Her husband, Glen Rivera, sitting nearby, nodded.

"I sat down and explained to him, 'If you go AWOL, the stockade isn't that good,' " Mr. Rivera said. "Deep down inside, we knew he wouldn't."

Now, as they wait for his body to come home, Corporal Mateo's family - his mother, father, stepfather, in-laws, sisters and wife - say they are furious that he was killed in a war he had not wanted to fight.

His mother and stepfather, Luz and Miguel Rivera, tell a single story about his battlefield experience to anyone willing to listen.

One day early in the war, they said, they got a call from Corporal Mateo. Crying, he described how his Marine convoy, on the way to Baghdad, had been surrounded by Iraqi children when the convoy stopped and marines passed out candy.

Eventually, the marines shooed the children away, Corporal Mateo told his parents, but one 7-year-old boy would not leave. Corporal Mateo was ordered to point his rifle at the boy to scare him away, they said he told them.

"He said, 'I almost shot a 7-year-old tonight,' " Mr. Rivera said. "He was freaked out. It was the only thing that freaked him out."

Mr. Rivera said it was the only time Corporal Mateo had discussed the details of the war.

Now his family is telling the story of Corporal Mateo's life, again and again, to the neighbors and reporters and Marine officers who have been streaming into their white ranch home. A flag hangs in the front window, near an arrangement of his high school football trophies.

Whoever answers the door invites visitors in, no matter how much family members have been crying or how weary they are from the deluge of guests. "We've never felt as strongly as we feel now," said Glen Rivera, "because we've lost."

In the photos from Iraq, Corporal Mateo is stern. The desert gave him a goatee of dust. His date-brown eyes gazed coldly ahead as he held a rifle, leaned against a truck or held up his middle finger toward the camera.

But in his e-mail letters and phone calls home, his softer self emerged, his family says. He was hungry for gossip about his friends and family, and joked with his sisters, using their nicknames, Beedeebee and Big Head. He asked how his wife, Connie, was doing, and assured his family that he was O.K. and would be O.K..
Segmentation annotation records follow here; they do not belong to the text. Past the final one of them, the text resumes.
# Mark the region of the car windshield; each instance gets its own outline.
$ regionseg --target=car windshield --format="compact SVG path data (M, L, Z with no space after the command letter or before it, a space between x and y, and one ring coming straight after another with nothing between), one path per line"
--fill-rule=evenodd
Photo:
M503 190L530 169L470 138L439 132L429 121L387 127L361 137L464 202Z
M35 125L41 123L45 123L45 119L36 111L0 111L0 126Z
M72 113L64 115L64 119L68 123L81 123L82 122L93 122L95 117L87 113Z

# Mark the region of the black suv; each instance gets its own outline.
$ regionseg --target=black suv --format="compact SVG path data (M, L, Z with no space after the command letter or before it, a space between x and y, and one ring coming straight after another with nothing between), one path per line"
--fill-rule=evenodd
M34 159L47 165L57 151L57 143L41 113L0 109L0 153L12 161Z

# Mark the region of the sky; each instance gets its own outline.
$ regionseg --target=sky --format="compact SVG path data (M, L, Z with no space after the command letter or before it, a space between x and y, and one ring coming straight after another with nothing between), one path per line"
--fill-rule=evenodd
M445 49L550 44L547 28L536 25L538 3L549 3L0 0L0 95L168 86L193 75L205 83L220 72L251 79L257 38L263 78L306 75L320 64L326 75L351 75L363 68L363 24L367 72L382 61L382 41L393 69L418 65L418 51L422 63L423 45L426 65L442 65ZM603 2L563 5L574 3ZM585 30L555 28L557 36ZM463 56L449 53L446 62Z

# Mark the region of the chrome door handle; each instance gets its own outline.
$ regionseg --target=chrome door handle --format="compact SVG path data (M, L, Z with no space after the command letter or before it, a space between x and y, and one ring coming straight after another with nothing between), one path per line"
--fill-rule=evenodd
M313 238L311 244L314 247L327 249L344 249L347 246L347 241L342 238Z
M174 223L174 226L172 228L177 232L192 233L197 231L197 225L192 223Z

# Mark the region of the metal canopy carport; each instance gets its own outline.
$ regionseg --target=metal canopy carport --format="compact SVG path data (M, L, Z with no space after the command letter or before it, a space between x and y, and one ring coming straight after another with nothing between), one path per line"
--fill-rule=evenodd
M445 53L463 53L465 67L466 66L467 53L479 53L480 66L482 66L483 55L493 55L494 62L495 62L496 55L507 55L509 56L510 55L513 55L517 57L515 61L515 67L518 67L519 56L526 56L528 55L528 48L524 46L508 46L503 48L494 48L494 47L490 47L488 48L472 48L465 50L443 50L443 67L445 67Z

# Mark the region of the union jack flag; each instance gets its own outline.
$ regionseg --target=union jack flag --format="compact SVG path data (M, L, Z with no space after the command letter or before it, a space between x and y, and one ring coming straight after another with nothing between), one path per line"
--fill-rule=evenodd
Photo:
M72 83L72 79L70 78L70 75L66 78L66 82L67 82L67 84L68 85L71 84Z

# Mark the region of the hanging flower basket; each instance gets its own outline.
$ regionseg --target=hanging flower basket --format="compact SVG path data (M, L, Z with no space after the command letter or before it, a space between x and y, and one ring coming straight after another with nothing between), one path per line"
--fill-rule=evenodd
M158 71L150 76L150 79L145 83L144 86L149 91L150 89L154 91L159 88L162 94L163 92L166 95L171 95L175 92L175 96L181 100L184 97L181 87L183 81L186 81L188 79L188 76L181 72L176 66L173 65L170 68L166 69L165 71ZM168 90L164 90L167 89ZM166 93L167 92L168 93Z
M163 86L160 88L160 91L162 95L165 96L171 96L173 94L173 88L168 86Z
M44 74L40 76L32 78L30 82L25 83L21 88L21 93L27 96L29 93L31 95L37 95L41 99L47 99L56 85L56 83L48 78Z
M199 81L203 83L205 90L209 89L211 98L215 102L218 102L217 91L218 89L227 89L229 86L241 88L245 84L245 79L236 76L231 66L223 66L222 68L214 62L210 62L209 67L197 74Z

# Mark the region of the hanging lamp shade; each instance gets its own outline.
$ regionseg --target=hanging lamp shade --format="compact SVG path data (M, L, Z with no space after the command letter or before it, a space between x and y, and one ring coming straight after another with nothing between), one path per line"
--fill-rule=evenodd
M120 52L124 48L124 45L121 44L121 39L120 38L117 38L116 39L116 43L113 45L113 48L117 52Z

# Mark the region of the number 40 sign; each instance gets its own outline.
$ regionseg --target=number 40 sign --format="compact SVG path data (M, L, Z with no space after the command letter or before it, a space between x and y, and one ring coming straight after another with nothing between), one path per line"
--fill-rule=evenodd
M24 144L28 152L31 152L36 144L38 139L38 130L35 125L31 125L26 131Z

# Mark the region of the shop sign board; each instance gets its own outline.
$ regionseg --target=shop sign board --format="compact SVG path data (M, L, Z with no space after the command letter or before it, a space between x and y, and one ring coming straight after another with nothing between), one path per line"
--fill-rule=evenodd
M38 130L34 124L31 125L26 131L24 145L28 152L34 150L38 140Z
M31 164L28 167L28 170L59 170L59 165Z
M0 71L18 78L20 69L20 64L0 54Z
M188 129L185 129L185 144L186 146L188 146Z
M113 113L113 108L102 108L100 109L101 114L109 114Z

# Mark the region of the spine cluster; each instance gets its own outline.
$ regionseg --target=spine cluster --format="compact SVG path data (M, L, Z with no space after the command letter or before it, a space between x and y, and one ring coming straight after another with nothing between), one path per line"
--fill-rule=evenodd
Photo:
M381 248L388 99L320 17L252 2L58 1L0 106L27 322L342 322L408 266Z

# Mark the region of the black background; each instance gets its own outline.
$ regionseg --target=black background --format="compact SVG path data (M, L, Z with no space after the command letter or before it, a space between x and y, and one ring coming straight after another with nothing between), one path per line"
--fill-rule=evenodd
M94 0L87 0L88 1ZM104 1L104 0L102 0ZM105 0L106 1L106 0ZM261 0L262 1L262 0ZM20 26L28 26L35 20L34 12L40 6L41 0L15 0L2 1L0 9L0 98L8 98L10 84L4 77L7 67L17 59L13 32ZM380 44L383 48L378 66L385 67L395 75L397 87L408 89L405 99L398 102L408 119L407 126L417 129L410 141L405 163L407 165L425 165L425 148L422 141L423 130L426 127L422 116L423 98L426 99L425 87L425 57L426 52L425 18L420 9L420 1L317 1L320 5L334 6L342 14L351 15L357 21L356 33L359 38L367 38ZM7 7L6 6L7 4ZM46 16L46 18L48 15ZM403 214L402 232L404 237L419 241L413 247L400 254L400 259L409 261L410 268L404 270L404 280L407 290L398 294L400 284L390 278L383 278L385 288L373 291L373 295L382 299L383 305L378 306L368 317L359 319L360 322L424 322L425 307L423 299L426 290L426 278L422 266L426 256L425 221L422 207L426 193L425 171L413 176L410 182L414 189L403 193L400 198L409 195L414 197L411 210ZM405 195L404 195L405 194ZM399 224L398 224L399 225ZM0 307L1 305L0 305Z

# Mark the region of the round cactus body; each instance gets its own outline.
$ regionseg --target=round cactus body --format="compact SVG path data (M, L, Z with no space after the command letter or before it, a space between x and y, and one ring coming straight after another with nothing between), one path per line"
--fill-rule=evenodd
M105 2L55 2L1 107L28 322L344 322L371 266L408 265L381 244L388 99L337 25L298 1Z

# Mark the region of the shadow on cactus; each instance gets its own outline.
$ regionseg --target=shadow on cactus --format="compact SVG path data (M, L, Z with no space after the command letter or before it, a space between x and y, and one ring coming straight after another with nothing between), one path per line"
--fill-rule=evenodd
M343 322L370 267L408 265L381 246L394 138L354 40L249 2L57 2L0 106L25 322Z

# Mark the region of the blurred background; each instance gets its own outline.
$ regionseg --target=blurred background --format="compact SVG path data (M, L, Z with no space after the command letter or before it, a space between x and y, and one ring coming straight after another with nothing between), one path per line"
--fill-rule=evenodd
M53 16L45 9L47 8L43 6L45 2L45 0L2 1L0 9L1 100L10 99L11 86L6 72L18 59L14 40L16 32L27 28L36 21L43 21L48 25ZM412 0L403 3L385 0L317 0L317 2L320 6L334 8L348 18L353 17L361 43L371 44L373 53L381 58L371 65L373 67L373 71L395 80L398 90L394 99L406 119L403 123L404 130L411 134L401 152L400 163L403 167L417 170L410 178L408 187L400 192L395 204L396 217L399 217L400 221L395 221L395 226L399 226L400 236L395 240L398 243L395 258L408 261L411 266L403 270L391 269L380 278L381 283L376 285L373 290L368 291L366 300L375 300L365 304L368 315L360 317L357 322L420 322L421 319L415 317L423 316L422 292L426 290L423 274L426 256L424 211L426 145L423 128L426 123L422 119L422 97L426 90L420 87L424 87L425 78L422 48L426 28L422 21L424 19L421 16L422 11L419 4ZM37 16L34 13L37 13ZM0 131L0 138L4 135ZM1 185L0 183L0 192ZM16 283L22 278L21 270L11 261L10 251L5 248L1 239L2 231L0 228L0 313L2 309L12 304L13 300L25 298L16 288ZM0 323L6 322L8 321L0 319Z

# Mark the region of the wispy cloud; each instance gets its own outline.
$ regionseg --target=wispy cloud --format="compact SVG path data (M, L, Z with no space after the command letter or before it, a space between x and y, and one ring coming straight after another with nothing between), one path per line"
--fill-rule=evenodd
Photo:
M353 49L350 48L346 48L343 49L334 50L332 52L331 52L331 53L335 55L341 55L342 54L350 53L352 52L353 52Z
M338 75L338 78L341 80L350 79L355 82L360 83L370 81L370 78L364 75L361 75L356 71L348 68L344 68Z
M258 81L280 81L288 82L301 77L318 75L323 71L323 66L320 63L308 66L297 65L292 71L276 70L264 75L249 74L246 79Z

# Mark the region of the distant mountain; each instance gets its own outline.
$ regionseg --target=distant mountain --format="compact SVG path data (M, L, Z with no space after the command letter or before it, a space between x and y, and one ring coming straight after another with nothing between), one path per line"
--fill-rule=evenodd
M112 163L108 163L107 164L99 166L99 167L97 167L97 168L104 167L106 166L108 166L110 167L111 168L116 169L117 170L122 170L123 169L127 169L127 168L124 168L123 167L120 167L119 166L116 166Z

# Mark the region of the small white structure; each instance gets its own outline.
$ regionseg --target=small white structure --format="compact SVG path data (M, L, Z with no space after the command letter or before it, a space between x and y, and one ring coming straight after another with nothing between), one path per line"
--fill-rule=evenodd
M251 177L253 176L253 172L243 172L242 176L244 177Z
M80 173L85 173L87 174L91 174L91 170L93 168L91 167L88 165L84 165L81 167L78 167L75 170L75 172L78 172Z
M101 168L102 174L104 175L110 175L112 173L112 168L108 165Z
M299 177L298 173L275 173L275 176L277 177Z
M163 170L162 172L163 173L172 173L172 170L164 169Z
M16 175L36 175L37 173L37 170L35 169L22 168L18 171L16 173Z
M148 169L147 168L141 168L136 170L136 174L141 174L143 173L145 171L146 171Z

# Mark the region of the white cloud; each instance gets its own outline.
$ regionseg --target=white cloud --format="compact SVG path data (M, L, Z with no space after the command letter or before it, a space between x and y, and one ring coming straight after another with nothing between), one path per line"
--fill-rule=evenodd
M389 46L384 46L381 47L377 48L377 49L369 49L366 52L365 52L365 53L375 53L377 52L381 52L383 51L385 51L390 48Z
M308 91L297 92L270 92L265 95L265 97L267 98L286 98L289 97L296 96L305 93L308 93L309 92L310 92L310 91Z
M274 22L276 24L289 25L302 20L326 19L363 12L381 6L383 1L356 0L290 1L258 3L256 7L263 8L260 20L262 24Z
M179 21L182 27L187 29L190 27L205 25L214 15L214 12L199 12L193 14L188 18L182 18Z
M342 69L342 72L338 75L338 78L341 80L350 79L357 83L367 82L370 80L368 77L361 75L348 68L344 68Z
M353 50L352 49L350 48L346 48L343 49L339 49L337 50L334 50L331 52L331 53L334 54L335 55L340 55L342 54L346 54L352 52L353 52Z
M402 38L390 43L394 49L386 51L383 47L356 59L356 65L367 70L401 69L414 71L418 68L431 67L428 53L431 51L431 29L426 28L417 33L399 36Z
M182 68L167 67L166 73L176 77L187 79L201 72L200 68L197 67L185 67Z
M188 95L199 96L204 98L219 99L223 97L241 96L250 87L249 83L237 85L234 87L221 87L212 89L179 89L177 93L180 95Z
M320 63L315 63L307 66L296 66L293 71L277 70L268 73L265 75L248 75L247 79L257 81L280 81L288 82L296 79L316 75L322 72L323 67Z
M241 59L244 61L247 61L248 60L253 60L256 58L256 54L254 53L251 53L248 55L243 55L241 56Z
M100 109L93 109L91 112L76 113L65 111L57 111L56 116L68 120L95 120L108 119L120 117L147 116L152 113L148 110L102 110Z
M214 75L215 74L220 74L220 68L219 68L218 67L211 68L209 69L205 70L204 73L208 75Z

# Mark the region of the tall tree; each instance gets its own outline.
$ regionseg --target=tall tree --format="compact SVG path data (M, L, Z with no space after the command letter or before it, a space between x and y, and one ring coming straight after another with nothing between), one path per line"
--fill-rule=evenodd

"He was a marine," Glen Rivera said, "but when he was at home, he was our baby boy."

Corporal Mateo was 9 when his mother and father separated, and he quickly became protective of his mother, older sister and younger sister. He would square off against anyone who bullied his family, but he was a pushover around the people he loved. To make him smile, his aunt, Victoria Rodriguez, said, all you had to do was hug him and say his muscles were getting bigger.

In high school, Corporal Mateo played football until his grades plunged in his junior year and he had to quit the team. He did not graduate with his class, but got his diploma after summer school in August 2002, school administrators said.

Corporal Mateo's family said he knew he would languish in construction or catering jobs or as a security guard. Some of his classmates were committing crimes and going to jail. So in December 2002, Corporal Mateo enlisted in the Marines and left for boot camp." It was a way out," Ms. Rodriguez said.

"He sat down one time and he told us: 'I have to do this. I want to do something for myself,' " Miguel Rivera said.

It is a familiar path for students at Brentwood High, where 100 to 150 students a year take part in the three-credit, federally subsidized R.O.T.C. program, Mr. O'Brien said.

"It's not the type of community that can afford $36,000 tuition," Mr. O'Brien said. "They look to other modes of opportunity. It's a working-class community. You see that in every aspect of life around here."

Private Heighter, the first Long Island soldier to die fighting in Iraq and a 1999 Brentwood High graduate, saw the Army as his path toward college and security, his mother, Cathy, said. He died more than a year ago, but Ms. Heighter said she felt a wave of pain when she heard about Corporal Mateo's death, the third from Brentwood High.

"In one school," she said, "how does that happen?"